# Multi quote replies



## Trithor (Jun 17, 2013)

How do you put multiple quotes into a single reply to reply to them? The only way I can do it is to reply to each comment in a multiple of replies. I have seen others reply to a number of quotes within a single reply.? ??


----------



## NYEric (Jun 17, 2013)

click on the multi-quote button "+ until the last one you want to quote, then use the single "quote" button.


----------



## Trithor (Jun 17, 2013)

Thanks Eric, will give it a try.


----------



## Trithor (Jun 17, 2013)

Eric, thanks, I see now how it works. Thank you.


----------



## NYEric (Jun 17, 2013)

OK, have fun.


----------



## Ozpaph (Jun 18, 2013)

I'm going to need step by steps, sorry.


----------



## SlipperKing (Jun 18, 2013)

NYEric said:


> OK, have fun.





Ozpaph said:


> I'm going to need step by steps, sorry.

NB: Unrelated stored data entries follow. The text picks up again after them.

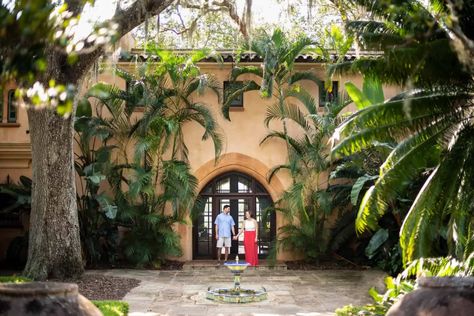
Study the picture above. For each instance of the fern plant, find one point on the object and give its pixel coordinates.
(431, 122)
(405, 283)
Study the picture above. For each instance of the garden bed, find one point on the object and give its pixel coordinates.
(103, 287)
(326, 264)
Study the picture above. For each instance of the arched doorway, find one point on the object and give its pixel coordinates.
(242, 193)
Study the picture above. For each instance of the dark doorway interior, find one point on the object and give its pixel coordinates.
(242, 193)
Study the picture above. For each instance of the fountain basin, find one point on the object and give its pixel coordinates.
(237, 266)
(237, 296)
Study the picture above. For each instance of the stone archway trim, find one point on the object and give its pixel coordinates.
(241, 163)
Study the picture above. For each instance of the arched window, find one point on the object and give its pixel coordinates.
(11, 107)
(242, 193)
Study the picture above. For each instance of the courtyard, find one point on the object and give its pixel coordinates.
(290, 292)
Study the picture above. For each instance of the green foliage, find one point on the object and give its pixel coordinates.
(14, 279)
(431, 122)
(22, 55)
(279, 53)
(153, 189)
(404, 283)
(112, 308)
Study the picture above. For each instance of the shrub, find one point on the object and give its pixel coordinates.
(112, 308)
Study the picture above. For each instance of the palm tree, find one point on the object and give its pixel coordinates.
(278, 78)
(165, 91)
(431, 122)
(306, 204)
(303, 204)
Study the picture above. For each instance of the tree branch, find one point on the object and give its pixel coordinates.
(126, 20)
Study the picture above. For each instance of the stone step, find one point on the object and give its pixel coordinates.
(212, 265)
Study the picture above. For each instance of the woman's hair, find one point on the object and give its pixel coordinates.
(252, 215)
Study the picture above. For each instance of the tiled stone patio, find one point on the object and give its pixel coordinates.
(302, 293)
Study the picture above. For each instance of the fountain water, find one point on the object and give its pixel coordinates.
(237, 294)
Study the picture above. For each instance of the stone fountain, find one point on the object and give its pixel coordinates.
(236, 294)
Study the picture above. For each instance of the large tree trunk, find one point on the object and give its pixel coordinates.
(54, 241)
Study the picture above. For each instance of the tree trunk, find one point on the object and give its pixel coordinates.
(54, 242)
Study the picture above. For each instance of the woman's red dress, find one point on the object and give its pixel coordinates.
(250, 246)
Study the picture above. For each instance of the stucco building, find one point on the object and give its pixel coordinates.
(238, 178)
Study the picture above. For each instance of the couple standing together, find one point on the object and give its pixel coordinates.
(225, 224)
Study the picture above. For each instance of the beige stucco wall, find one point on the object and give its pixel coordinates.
(15, 149)
(242, 136)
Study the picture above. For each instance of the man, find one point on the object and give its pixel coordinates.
(224, 224)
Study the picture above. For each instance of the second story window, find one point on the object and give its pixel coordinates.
(229, 88)
(11, 107)
(1, 105)
(328, 95)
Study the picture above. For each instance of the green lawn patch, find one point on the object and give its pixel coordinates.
(13, 279)
(112, 308)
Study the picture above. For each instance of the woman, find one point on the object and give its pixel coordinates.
(250, 230)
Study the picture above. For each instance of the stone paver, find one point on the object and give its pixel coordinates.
(296, 293)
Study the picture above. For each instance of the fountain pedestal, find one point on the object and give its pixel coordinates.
(236, 294)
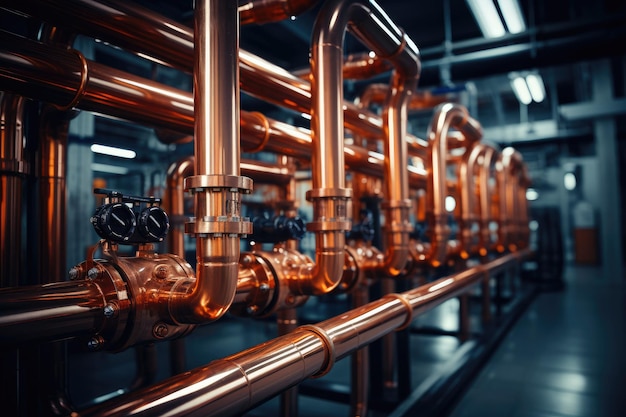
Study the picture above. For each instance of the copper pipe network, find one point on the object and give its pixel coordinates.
(486, 198)
(165, 41)
(468, 202)
(146, 102)
(446, 116)
(216, 184)
(50, 312)
(263, 371)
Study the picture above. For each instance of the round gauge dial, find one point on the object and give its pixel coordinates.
(154, 223)
(115, 222)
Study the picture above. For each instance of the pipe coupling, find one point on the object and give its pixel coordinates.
(331, 207)
(136, 290)
(220, 196)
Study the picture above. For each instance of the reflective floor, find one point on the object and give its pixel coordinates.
(564, 357)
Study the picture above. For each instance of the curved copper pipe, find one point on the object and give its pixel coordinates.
(170, 43)
(446, 116)
(360, 66)
(217, 184)
(263, 371)
(267, 11)
(514, 183)
(469, 207)
(50, 312)
(486, 198)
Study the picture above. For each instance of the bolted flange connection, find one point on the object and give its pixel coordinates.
(218, 200)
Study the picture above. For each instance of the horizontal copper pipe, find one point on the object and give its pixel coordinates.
(45, 78)
(267, 11)
(51, 311)
(166, 41)
(231, 385)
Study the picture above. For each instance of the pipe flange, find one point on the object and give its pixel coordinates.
(330, 348)
(338, 193)
(407, 305)
(329, 226)
(199, 183)
(395, 204)
(219, 225)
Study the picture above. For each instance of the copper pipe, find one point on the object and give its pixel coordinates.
(52, 195)
(446, 116)
(287, 321)
(397, 204)
(217, 184)
(64, 77)
(174, 200)
(162, 106)
(359, 370)
(263, 371)
(486, 198)
(13, 168)
(267, 11)
(516, 180)
(359, 66)
(468, 204)
(51, 311)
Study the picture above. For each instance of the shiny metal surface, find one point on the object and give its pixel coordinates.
(267, 11)
(50, 312)
(446, 116)
(217, 224)
(236, 383)
(13, 169)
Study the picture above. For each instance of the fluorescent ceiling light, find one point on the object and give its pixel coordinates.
(532, 194)
(450, 204)
(109, 169)
(535, 85)
(112, 151)
(520, 88)
(512, 15)
(487, 18)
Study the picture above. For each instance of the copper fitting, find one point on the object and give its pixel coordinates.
(217, 185)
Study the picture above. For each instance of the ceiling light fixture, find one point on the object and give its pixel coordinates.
(536, 87)
(520, 88)
(109, 169)
(512, 15)
(112, 151)
(487, 18)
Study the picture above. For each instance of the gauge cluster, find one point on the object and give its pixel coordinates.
(130, 220)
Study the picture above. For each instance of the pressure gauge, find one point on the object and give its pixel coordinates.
(153, 223)
(115, 222)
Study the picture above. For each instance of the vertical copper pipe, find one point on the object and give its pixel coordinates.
(175, 203)
(52, 196)
(486, 198)
(13, 168)
(359, 370)
(287, 320)
(468, 204)
(446, 116)
(216, 185)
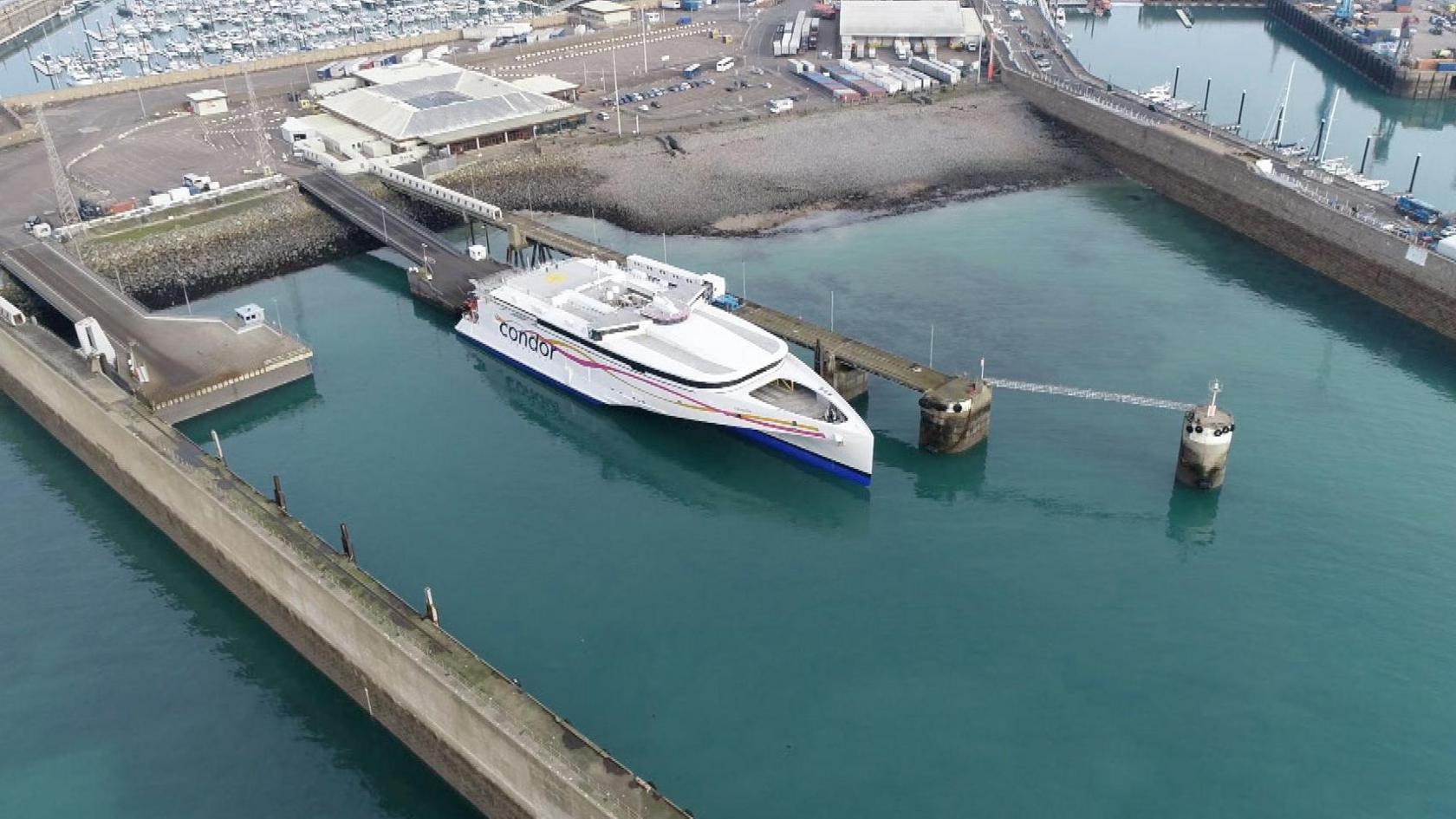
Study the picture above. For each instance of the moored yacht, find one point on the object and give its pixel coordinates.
(647, 335)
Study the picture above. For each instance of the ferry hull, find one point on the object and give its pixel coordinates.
(842, 449)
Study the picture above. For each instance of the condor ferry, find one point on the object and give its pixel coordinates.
(647, 335)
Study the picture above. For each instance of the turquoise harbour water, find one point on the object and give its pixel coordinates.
(1046, 626)
(1241, 50)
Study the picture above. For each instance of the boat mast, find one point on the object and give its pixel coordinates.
(1329, 126)
(1278, 126)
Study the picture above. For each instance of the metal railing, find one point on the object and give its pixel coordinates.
(1089, 393)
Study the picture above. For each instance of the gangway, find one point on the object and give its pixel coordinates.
(1089, 393)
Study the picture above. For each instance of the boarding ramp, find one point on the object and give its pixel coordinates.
(1089, 393)
(181, 366)
(874, 361)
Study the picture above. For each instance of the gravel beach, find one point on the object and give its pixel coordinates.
(737, 179)
(755, 177)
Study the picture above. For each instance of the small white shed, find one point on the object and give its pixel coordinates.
(207, 102)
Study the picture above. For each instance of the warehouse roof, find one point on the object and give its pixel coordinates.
(437, 102)
(901, 18)
(603, 6)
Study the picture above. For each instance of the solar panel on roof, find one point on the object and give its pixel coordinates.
(436, 100)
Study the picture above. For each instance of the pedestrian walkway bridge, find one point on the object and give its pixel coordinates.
(1089, 393)
(861, 356)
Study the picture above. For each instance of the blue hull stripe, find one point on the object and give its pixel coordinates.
(811, 458)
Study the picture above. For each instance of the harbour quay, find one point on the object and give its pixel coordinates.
(1406, 60)
(497, 745)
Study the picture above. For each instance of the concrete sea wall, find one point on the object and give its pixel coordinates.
(1218, 181)
(497, 745)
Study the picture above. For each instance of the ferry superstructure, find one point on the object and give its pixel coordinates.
(647, 335)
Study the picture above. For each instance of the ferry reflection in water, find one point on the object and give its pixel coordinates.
(683, 461)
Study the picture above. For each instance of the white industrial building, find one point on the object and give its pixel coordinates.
(207, 102)
(920, 27)
(603, 13)
(432, 105)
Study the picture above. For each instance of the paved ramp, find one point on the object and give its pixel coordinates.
(450, 271)
(194, 365)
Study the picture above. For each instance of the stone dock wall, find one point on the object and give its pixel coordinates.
(498, 746)
(1218, 181)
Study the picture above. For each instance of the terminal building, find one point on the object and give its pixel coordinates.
(603, 13)
(436, 107)
(909, 27)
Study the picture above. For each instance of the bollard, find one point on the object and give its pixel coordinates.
(1203, 452)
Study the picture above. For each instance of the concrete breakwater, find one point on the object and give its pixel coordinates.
(267, 237)
(498, 746)
(1219, 181)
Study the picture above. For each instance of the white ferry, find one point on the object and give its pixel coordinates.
(646, 335)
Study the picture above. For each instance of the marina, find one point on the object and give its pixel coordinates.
(1034, 539)
(721, 614)
(136, 38)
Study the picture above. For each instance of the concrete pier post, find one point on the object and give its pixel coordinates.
(955, 416)
(1203, 452)
(849, 382)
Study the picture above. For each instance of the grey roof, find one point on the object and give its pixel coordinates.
(901, 18)
(459, 104)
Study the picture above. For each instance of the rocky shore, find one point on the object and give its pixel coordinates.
(755, 177)
(738, 179)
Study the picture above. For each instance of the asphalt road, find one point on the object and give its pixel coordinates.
(182, 354)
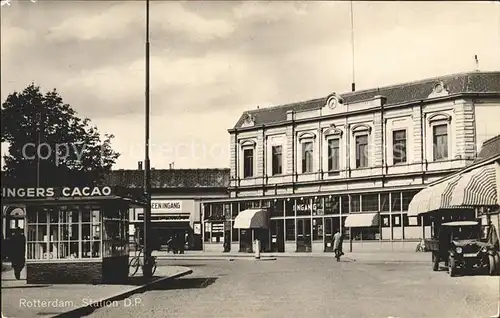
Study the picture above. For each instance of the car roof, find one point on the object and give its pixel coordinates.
(460, 223)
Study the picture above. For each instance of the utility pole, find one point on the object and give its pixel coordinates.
(147, 268)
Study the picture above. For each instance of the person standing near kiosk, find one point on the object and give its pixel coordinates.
(18, 252)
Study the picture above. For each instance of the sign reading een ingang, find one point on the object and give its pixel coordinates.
(171, 206)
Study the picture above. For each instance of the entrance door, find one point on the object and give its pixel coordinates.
(332, 225)
(304, 235)
(329, 234)
(277, 236)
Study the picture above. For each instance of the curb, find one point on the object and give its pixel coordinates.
(88, 309)
(215, 258)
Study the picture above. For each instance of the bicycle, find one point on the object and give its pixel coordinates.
(138, 261)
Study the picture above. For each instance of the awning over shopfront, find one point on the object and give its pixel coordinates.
(477, 187)
(251, 219)
(362, 220)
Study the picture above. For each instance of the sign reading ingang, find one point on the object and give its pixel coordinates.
(167, 206)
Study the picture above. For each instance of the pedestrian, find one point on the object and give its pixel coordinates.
(337, 245)
(17, 252)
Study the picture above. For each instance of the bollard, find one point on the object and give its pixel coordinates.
(257, 249)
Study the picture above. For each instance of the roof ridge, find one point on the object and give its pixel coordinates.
(436, 78)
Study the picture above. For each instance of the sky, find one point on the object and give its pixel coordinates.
(211, 61)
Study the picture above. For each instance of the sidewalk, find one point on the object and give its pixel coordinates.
(60, 300)
(412, 257)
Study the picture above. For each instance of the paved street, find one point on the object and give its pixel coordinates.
(313, 287)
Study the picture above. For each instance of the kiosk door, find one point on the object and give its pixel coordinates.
(329, 234)
(246, 241)
(277, 236)
(304, 235)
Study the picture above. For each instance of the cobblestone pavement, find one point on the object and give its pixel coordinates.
(314, 287)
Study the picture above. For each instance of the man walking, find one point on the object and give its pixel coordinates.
(337, 245)
(17, 252)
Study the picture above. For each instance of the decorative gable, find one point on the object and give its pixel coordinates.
(249, 120)
(332, 131)
(439, 90)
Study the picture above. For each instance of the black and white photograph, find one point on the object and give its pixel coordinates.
(333, 159)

Click on the icon with the " on it first (and for all you want a reply for) then finally click the word "Quote"


----------



## NYEric (Jun 18, 2013)

it's " "+ ".


----------



## Trithor (Jun 18, 2013)

NYEric said:


> OK, have fun.





Ozpaph said:


> I'm going to need step by steps, sorry.





NYEric said:


> it's " "+ ".



Hey presto! it works


----------



## Stone (Jun 19, 2013)

Hah! how about that. I gotta learn that


----------



## cnycharles (Jun 19, 2013)

ah....


----------



## SlipperKing (Jun 19, 2013)

So it is possible to teach an old dog a new trick!


----------



## cnycharles (Jun 19, 2013)

SlipperKing said:


> So it is possible to teach an old dog a new trick!



 c'mon Rick, you're not that old! :rollhappy:
('course you were probably talking about me...  )


----------



## Trithor (Jun 19, 2013)

I am pleased to see that there are others who did not know how it worked either. (I was considering asking the question under an alias!)


----------